Akash Shinde

Personal information
- Full name: Akash Santosh Shinde
- Nickname: Sky Shinde
- Nationality: Indian
- Born: 7 March 2001 (age 25)
- Years active: 23
- Height: 180 cm (5 ft 11 in)
- Weight: 74 kg (163 lb)

Sport
- Country: India
- Sport: Kabaddi
- League: Pro Kabaddi League
- Team: Bengaluru Bulls

Medal record
Men's Kabaddi
Representing India
Asian Games
| Gold medal – first place | 2022 Hangzhou | Team |

= Akash Shinde =

Indian kabaddi player

Akash Santosh Shinde (born 7 March 2001) is an Indian professional Kabaddi player from Nashik, Maharashtra who plays in the Pro Kabaddi League.
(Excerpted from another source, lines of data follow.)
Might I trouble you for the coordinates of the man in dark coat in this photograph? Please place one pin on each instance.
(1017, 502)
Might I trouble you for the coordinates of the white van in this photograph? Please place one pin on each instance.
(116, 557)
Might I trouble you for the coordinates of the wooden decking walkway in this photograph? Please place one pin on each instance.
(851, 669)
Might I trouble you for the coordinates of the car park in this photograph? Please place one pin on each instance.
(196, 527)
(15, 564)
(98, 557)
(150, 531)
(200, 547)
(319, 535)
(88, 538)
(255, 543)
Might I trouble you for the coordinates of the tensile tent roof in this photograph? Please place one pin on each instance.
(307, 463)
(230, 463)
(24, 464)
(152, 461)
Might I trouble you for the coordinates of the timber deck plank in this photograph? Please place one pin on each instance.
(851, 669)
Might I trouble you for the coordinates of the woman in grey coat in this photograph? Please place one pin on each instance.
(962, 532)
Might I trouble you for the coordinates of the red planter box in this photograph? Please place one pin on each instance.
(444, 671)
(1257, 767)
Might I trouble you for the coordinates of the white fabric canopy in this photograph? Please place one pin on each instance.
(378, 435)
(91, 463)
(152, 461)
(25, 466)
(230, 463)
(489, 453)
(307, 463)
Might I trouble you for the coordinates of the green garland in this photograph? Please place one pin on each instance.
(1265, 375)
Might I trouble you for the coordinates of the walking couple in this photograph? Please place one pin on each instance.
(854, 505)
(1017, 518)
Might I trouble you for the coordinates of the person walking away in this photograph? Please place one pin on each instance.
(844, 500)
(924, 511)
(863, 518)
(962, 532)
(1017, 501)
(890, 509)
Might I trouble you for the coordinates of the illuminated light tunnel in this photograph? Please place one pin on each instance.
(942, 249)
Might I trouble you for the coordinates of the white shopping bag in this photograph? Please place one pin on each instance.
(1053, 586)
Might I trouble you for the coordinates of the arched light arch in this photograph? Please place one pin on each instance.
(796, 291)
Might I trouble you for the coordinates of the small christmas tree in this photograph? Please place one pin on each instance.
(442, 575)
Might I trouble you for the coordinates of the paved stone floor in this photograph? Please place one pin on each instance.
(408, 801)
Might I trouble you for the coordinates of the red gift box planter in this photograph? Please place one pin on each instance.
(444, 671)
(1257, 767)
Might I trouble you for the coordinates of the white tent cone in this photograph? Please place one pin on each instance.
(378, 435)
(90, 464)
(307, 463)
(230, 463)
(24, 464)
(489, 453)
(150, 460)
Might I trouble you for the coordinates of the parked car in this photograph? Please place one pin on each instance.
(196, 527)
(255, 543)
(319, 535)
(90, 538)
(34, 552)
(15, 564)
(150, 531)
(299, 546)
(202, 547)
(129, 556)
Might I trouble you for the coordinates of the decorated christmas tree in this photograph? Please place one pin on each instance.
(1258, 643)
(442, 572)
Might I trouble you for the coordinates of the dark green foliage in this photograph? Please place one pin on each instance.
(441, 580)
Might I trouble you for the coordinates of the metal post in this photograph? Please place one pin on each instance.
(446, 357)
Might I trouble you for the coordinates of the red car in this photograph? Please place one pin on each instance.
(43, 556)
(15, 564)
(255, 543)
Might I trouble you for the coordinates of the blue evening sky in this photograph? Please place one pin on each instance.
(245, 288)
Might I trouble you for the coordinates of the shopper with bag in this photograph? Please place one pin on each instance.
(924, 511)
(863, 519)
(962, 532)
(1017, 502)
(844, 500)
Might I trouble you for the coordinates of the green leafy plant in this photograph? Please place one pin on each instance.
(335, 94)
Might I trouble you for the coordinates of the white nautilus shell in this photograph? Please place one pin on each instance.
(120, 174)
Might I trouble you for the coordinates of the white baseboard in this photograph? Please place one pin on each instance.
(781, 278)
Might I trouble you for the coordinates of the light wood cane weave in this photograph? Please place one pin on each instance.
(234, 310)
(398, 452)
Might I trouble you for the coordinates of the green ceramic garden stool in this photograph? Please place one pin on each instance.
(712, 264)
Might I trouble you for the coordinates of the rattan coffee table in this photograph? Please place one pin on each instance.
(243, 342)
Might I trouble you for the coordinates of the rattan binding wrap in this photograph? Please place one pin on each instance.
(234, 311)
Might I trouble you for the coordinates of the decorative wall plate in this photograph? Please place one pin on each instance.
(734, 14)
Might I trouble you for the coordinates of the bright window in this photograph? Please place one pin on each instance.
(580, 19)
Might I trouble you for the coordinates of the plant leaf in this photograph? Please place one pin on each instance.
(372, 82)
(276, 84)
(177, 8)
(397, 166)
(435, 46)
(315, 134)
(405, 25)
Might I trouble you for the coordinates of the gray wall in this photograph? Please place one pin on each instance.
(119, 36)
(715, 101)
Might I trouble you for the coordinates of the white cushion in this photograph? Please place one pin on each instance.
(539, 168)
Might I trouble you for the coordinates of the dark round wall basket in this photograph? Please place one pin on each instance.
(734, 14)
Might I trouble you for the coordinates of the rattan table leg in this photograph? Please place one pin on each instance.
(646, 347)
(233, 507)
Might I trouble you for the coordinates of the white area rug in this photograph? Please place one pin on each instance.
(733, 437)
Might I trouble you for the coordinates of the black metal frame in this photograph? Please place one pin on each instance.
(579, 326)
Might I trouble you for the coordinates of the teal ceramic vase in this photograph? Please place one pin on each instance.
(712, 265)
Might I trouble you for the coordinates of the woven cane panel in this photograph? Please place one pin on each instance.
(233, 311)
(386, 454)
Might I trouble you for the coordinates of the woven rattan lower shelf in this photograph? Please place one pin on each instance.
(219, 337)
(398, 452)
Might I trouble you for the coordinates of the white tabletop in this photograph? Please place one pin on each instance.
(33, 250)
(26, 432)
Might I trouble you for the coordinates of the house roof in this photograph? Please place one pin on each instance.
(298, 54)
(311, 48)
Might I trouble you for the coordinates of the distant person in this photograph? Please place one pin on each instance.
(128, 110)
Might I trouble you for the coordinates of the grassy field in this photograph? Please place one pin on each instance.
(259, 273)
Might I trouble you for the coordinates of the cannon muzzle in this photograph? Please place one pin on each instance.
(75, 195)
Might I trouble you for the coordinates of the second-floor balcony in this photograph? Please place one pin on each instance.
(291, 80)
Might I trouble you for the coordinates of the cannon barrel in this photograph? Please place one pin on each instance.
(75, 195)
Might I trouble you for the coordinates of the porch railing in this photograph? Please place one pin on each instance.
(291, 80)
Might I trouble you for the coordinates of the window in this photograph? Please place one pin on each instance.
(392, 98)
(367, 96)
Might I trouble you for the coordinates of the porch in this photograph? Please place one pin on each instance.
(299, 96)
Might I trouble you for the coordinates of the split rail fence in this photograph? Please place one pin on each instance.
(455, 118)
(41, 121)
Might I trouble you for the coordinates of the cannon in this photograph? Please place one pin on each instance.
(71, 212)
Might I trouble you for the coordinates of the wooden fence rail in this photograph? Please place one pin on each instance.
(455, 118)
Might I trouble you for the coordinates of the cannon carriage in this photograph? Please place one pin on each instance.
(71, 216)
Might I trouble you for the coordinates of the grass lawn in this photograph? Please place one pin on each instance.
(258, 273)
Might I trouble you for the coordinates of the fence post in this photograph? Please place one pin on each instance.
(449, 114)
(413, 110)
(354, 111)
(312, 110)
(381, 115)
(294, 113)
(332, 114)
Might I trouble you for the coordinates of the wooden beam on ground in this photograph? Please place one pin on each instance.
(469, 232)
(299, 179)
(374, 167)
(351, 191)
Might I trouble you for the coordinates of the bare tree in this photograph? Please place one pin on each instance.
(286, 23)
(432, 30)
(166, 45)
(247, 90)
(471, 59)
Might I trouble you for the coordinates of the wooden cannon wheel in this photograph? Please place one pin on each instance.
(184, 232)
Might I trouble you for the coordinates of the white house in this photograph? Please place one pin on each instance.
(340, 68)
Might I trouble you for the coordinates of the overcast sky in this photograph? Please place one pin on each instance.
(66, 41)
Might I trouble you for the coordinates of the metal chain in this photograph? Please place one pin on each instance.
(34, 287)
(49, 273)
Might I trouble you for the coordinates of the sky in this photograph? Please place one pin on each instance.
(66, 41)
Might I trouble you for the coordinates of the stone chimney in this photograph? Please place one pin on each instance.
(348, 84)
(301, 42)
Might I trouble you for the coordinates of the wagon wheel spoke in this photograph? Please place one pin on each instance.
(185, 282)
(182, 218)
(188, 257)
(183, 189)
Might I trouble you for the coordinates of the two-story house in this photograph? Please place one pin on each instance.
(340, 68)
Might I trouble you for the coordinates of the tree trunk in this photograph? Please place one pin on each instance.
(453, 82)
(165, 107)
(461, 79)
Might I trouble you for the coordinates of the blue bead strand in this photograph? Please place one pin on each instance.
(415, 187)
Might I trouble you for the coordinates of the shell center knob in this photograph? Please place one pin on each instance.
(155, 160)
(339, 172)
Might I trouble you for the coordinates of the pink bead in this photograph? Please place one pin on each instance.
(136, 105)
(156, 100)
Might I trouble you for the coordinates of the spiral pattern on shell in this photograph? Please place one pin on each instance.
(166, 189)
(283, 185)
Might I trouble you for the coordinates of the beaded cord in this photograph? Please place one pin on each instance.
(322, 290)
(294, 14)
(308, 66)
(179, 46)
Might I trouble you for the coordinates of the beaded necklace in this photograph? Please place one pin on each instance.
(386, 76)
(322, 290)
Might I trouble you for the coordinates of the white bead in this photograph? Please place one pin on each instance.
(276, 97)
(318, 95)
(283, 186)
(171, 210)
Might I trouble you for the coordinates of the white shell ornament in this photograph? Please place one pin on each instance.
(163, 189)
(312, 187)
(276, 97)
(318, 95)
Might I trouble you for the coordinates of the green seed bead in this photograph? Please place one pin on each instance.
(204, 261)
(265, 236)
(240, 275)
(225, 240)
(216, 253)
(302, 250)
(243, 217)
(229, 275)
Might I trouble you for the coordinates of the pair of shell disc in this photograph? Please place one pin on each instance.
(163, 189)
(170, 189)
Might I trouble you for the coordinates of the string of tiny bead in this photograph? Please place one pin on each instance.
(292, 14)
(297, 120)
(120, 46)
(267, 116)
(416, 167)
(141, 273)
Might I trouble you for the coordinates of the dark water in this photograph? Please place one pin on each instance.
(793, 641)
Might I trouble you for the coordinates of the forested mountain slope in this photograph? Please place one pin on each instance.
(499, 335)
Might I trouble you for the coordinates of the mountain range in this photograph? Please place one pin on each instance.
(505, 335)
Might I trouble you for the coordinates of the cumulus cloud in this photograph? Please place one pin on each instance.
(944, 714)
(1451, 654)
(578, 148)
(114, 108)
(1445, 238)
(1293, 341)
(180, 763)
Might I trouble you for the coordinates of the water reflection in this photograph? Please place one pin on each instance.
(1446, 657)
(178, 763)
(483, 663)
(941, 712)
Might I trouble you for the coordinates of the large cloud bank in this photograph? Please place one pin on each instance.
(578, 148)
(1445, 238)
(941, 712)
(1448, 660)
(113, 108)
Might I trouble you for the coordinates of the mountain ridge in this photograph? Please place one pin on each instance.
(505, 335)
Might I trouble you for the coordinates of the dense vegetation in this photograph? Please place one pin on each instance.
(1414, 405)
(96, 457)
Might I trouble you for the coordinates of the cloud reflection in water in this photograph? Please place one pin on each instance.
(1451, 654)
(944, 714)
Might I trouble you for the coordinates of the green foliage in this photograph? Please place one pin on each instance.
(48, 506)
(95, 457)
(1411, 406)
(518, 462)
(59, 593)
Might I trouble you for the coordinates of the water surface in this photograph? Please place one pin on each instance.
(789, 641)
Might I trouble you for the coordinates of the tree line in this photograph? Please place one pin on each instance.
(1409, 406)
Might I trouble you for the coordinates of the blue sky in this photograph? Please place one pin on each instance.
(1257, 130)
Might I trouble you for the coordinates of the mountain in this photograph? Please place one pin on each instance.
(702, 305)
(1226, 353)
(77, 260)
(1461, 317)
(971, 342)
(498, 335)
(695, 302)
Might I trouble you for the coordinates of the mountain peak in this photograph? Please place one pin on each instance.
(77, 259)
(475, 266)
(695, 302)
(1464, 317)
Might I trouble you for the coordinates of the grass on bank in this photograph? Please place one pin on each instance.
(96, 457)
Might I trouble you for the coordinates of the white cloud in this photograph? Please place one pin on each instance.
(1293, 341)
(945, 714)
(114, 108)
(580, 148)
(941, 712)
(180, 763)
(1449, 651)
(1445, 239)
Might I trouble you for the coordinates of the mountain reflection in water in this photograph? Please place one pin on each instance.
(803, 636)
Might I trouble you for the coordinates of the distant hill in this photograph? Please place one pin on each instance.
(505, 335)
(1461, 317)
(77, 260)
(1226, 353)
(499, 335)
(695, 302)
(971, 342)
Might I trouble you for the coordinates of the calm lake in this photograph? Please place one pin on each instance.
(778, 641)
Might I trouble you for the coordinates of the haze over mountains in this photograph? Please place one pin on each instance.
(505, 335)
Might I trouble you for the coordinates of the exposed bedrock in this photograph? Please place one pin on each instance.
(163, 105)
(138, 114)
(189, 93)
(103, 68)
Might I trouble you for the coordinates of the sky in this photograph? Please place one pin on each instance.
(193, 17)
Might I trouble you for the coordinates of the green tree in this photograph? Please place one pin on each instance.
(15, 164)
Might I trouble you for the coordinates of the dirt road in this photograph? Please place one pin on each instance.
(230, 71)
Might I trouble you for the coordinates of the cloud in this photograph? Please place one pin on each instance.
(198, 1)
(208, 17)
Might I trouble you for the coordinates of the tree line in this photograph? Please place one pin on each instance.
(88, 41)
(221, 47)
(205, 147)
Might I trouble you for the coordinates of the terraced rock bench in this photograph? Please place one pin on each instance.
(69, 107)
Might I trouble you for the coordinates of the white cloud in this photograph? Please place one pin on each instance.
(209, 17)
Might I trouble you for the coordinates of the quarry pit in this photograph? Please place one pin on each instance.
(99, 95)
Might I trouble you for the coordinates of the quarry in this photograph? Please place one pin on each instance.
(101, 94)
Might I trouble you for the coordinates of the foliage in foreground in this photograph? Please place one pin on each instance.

He plays as a left raider for Bengaluru Bulls in PKL. He was selected for the Indian team for the 2022 Asian Games.

== Career ==
Akash was a part of the Indian team that won the gold medal in the Kabaddi finals at the 2022 Asian Games. They beat Iran in a controversial final 33–29.

Currently, he has been signed by Bengaluru Bulls for their 2025 campaign of PKL. He'll be seen playing for the franchise in the upcoming season.